The Empirical mode decomposition (EMD) is an adaptive decomposition of the data, as is the Wavelet packet best basis decomposition. This work present the first attempt to examining the use of EMD for image compression purposes. The Intrinsic Mode Function (IMF) and their Hilbert spectra are compared to the wavelet basis and the wavelet packet decompositions expanded in each of its best bases on the same data. By decomposing the signal into basis functions, the waveforms in the signal is represented by the basis and a set of decorrelated discrete values in a vector. A coding scheme is presented where the idea is to decompose the signal into its IMF:s where only the max and min values for each IMF is transmitted. The reconstruction of the IMF in the decoder is done with spline interpolation. We have in the two-dimensional EMD an adaptive image decomposition without the limitations from filter kernels or cost functions.
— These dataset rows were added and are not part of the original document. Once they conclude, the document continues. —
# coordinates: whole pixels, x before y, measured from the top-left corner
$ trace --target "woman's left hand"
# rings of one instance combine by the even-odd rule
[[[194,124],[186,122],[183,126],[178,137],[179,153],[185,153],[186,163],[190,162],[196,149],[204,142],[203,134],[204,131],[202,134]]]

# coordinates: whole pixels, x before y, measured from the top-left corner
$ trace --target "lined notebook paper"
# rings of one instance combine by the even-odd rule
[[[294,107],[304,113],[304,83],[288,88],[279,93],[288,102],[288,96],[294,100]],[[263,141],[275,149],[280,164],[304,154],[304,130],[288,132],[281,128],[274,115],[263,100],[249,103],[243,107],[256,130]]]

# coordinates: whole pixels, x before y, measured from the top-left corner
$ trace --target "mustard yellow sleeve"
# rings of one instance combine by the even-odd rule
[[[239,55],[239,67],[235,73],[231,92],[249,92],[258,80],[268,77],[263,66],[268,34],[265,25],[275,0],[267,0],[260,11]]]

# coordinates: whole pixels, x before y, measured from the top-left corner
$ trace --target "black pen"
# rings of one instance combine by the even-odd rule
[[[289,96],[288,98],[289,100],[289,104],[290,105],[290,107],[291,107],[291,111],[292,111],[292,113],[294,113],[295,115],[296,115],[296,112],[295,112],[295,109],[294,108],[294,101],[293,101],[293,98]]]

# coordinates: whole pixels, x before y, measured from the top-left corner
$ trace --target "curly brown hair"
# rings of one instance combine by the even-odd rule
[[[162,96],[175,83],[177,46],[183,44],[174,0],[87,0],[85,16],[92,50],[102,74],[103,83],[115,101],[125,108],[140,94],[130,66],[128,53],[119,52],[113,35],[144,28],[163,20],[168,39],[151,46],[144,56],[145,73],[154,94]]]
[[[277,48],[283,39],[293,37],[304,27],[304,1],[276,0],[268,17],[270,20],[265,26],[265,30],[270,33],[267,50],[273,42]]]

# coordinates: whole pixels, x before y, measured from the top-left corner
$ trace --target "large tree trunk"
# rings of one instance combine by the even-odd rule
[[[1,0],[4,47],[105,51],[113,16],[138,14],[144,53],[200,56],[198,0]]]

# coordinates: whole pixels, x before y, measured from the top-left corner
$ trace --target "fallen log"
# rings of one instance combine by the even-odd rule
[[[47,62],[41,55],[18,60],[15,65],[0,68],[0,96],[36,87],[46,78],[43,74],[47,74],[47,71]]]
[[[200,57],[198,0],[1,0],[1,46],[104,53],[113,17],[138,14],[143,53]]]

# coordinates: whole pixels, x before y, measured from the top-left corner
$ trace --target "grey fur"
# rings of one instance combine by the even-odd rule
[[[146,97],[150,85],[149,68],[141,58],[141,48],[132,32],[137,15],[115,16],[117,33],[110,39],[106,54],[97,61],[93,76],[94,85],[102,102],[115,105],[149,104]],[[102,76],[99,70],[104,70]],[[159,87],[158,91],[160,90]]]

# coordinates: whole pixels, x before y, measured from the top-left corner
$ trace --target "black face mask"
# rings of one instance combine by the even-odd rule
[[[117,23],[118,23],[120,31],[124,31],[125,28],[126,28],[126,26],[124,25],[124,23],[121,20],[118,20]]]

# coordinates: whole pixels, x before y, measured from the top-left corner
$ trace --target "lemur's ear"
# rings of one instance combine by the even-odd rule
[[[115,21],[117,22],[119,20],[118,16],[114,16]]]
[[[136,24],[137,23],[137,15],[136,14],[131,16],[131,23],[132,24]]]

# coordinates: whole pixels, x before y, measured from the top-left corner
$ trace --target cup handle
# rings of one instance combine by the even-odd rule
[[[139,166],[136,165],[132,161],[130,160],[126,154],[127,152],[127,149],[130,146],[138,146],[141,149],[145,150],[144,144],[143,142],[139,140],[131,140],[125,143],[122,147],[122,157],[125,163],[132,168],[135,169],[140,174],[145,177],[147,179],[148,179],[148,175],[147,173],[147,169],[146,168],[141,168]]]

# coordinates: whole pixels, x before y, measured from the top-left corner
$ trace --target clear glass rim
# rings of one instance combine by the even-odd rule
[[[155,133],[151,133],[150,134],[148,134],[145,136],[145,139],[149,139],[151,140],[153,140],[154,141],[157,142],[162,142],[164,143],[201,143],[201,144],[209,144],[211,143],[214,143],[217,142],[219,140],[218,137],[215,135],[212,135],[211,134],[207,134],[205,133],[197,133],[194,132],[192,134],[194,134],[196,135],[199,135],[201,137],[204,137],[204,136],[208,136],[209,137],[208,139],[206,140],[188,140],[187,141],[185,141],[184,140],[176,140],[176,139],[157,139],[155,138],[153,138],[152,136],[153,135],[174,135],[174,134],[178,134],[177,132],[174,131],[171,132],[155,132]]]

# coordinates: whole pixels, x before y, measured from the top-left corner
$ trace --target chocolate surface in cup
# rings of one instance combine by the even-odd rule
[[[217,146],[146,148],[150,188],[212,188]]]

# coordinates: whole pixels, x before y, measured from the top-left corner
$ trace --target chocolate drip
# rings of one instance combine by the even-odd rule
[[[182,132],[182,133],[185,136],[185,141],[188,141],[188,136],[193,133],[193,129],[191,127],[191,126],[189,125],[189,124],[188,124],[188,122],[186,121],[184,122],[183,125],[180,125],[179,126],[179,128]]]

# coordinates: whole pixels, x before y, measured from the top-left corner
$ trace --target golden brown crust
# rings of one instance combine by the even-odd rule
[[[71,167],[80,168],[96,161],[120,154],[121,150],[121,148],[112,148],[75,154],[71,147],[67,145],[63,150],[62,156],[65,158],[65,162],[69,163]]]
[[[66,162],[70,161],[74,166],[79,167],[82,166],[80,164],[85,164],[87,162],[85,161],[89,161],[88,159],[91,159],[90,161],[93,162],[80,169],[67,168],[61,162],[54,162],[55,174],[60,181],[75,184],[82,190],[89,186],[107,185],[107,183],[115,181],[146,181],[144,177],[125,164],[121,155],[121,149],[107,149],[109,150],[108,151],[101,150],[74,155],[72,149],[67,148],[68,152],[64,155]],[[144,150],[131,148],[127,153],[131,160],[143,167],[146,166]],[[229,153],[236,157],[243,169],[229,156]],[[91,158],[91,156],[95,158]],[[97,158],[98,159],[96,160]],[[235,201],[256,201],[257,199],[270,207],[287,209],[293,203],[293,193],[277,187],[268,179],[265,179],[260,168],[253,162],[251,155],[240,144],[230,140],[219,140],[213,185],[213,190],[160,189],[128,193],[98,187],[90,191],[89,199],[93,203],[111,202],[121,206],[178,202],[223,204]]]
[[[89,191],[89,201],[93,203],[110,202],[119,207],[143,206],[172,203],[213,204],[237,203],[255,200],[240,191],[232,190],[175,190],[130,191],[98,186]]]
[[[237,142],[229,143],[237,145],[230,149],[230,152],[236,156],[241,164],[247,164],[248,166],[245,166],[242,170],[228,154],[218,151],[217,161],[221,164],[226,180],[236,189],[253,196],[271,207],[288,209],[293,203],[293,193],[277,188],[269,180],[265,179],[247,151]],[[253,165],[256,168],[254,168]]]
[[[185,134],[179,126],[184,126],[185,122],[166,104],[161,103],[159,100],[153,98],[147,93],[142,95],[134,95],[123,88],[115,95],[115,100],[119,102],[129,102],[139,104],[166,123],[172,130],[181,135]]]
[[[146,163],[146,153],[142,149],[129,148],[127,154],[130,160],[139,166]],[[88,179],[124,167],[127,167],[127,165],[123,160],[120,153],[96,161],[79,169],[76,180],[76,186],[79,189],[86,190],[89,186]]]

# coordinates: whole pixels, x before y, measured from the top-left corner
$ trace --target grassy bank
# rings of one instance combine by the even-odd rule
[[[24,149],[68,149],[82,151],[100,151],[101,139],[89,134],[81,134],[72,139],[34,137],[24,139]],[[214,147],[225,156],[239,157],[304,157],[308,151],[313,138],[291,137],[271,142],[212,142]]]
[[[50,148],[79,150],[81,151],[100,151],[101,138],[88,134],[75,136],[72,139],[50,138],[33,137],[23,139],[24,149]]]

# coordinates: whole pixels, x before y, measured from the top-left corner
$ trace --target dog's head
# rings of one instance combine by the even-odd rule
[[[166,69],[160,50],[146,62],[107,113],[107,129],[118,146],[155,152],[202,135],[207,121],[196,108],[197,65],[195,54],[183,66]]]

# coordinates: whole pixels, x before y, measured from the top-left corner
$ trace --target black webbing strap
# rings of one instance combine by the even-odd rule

The IMF:s are, in the two-dimensional case, to be seen as spatial frequency subbands, with various center frequency and bandwidth along the image.

Paper Details

Date Published: 8 March 2002
PDF: 8 pages
Proc. SPIE 4738, Wavelet and Independent Component Analysis Applications IX, (8 March 2002); doi: 10.1117/12.458772
Show Author Affiliations
Anna Linderhed, Linkopings Univ. and Swedish Defence Research Agency (Sweden)

Published in SPIE Proceedings Vol. 4738:
Wavelet and Independent Component Analysis Applications IX
Harold H. Szu; James R. Buss, Editor(s)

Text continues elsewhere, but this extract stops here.